Interesting. It is a pity SQLstream doesn't publish their prices. That makes me immediately think it is expensive. I wonder if something like Esper could work?

Bibudh said...

Hi Julian,
I am a Data Scientist at Case Commons, New York. We are interested in using SQLStream alongwith Mondrian for keeping our analytics up-to-date in real-time. Could you please provide some information about:

1) the pricing
2) the developer API for SQLStream

Thanks
Bibudh

Julian Hyde said...

Bibudh,

I am no longer with SQLstream. However, Mondrian still has all the facilities to enable integration with SQLstream, and I am always seeking to improve Mondrian's integration with real-time data.

You should contact SQLstream for information and pricing.

Julian

Kevin Horlick said...

How could mondrian express the windowing functions of sqlstream using only mdx? For example, calculating averages over a sliding window?
Thanks,
Kev

Julian Hyde said...

Kevin,

Mondrian isn't issuing SQL against SQLstream directly. It is querying relations that are populated incrementally by SQLstream.

SQLstream is in the role of continuous ETL, not database.
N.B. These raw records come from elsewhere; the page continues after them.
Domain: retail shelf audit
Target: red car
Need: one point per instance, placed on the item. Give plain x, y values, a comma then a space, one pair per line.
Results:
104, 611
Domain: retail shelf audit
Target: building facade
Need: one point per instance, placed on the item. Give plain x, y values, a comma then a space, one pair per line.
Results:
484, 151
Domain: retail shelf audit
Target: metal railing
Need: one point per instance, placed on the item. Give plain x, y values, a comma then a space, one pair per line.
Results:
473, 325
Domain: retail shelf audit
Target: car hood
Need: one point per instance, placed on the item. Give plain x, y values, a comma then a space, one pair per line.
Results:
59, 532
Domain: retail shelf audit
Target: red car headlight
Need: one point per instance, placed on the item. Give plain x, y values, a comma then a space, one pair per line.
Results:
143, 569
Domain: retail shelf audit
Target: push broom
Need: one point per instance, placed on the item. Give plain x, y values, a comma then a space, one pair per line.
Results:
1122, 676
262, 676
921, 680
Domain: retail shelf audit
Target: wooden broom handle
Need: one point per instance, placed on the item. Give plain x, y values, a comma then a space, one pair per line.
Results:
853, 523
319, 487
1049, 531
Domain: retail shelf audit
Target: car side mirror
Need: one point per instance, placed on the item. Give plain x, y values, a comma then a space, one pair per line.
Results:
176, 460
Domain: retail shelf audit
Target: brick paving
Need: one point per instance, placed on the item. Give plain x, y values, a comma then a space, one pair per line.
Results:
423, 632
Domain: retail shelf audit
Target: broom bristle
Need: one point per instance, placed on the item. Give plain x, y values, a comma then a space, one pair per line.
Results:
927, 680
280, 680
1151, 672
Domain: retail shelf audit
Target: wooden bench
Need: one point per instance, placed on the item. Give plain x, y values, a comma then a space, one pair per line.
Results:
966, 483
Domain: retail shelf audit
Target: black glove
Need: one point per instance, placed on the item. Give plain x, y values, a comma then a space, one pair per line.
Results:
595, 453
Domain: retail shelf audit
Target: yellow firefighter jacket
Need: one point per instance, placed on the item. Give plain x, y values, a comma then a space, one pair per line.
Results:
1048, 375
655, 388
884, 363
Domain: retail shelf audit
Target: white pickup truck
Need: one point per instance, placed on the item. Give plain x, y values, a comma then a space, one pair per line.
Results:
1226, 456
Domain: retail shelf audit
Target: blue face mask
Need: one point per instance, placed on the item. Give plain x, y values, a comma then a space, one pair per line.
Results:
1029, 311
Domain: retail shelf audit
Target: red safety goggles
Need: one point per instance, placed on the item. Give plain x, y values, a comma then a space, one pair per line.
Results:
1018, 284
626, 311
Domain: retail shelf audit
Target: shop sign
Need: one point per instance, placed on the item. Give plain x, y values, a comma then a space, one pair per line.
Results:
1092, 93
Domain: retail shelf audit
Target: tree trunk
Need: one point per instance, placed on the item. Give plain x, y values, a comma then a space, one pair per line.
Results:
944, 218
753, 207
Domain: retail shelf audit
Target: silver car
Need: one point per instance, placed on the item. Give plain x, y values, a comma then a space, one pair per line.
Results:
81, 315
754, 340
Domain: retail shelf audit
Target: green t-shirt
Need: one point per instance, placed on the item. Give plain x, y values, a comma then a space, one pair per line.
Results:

And part of that role is to inform Mondrian which parts of its cache are invalid.

Kevin Horlick said...

Thanks for the reply!

Do you think there are other ways of exploiting the functionality of SQLstream inside Mondrian besides the role a cache invalidator?

Kev

Julian Hyde said...

Cache invalidation is just a part of what SQLstream is doing. The main thing is continuous ETL. And you could use it to update aggregate tables if you have those.